Trump’s lawyer, Alina Habba, filed a notice of appeal Wednesday with the appellate division of the state’s trial court – the second time in two months that Trump has sought to overturn Manhattan Judge Arthur Engoron’s ruling against him in a subpoena matter.
In court papers, Habba questioned the legal basis for Engoron’s contempt ruling Monday, arguing that Trump had responded properly to the subpoena and that Attorney General Letitia James’ office failed to show his conduct “was calculated to defeat, impair, impede, or prejudice” its investigation.
James’ office refused to engage in “good-faith discussions” before seeking to have Trump fined, Habba argued. In a statement after the ruling Monday, Habba said: “All documents responsive to the subpoena were produced to the attorney general months ago.”
In a statement Wednesday, James said Engoron’s order was clear on Trump being in contempt of court.
“We’ve seen this playbook before, and it has never stopped our investigation of Mr. Trump and his organization,” James said. “This time is no different.”
In another subpoena fight, Trump is challenging Engoron’s Feb. 17 ruling requiring that he answer questions under oath. James has said that the probe uncovered evidence that Trump may have misstated the value of assets like skyscrapers and golf courses for more than a decade. Oral arguments in that appeal are scheduled for May 11.
Along with its subpoena for Trump’s testimony, James’ office issued a subpoena for numerous documents, including paperwork and communications pertaining to his financial statements, financing and debt for a Chicago hotel project and development plans for his Seven Springs Estate north of New York City, and even communications with Forbes magazine, where he sought to burnish his image as a wealthy businessman.
James, a Democrat, asked Engoron to hold Trump in contempt after he failed to produce any documents by a March 31 court deadline. In his ruling, Engoron said that Trump and his lawyers not only failed to meet the deadline, but also failed to document the steps they had taken to search for the documents.
Instead, “Trump produced 16 pages of boilerplate objections and a four-page affirmation by counsel that states, summarily, that Mr. Trump was unable to locate any responsive documents in his custody,” Engoron said in a written version of his ruling. “The affirmation fails to identify what search methods were employed, where they were employed, by whom they were employed, and where such searches took place.”
Habba, arguing at a hearing Monday, insisted that she went to great lengths to comply with the subpoena, even traveling to Trump’s home in Florida to ask him specifically whether he had in his possession any documents that would be responsive to the demand.
Habba noted that Trump does not send emails or text messages and has no work computer “at home or anywhere else.” She described the search for documents as “diligent,” but Engoron took issue with the lack of detail in her written response to the subpoena and questioned why it didn’t include an affidavit from Trump himself.
“You can’t just stand here and say I searched this and that,” Engoron said.
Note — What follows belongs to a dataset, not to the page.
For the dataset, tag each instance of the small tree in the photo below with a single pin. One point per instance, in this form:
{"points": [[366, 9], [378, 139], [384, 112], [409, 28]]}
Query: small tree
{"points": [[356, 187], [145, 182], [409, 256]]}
Trump, a Republican, is suing James in federal court in an effort to stop her investigation. He recently labeled her an “operative for the Democrat Party” and said her investigation and a parallel criminal probe overseen by Manhattan District Attorney Alvin Bragg, another Democrat, are “a continuation of the greatest Witch Hunt of all time.”
Bragg said this month that the three-year-old criminal investigation he inherited in January from his predecessor, Cyrus Vance Jr., is continuing “without fear or favor” despite a recent shakeup in the probe’s leadership. Trump’s lawyers contend that James is using her civil investigation to gain access to information that could then be used against him in the criminal probe.
So far, the district attorney’s investigation has resulted only in tax fraud charges against Trump’s company, the Trump Organization, and its longtime finance chief Allen Weisselberg relating to lucrative fringe benefits such as rent, car payments and school tuition. The company and Weisselberg have pleaded not guilty.
James’ investigation is covering much of the same ground, focusing in part on what the attorney general said is a pattern of misleading banks and tax authorities about the value of his properties.
Assistant Attorney General Andrew Amer told Engoron that the probe was being hampered “because we don’t have evidence from the person at the top of this organization.” He said the failure to turn documents over in response to the subpoena was “effectively Mr. Trump thumbing his nose at this court’s order.”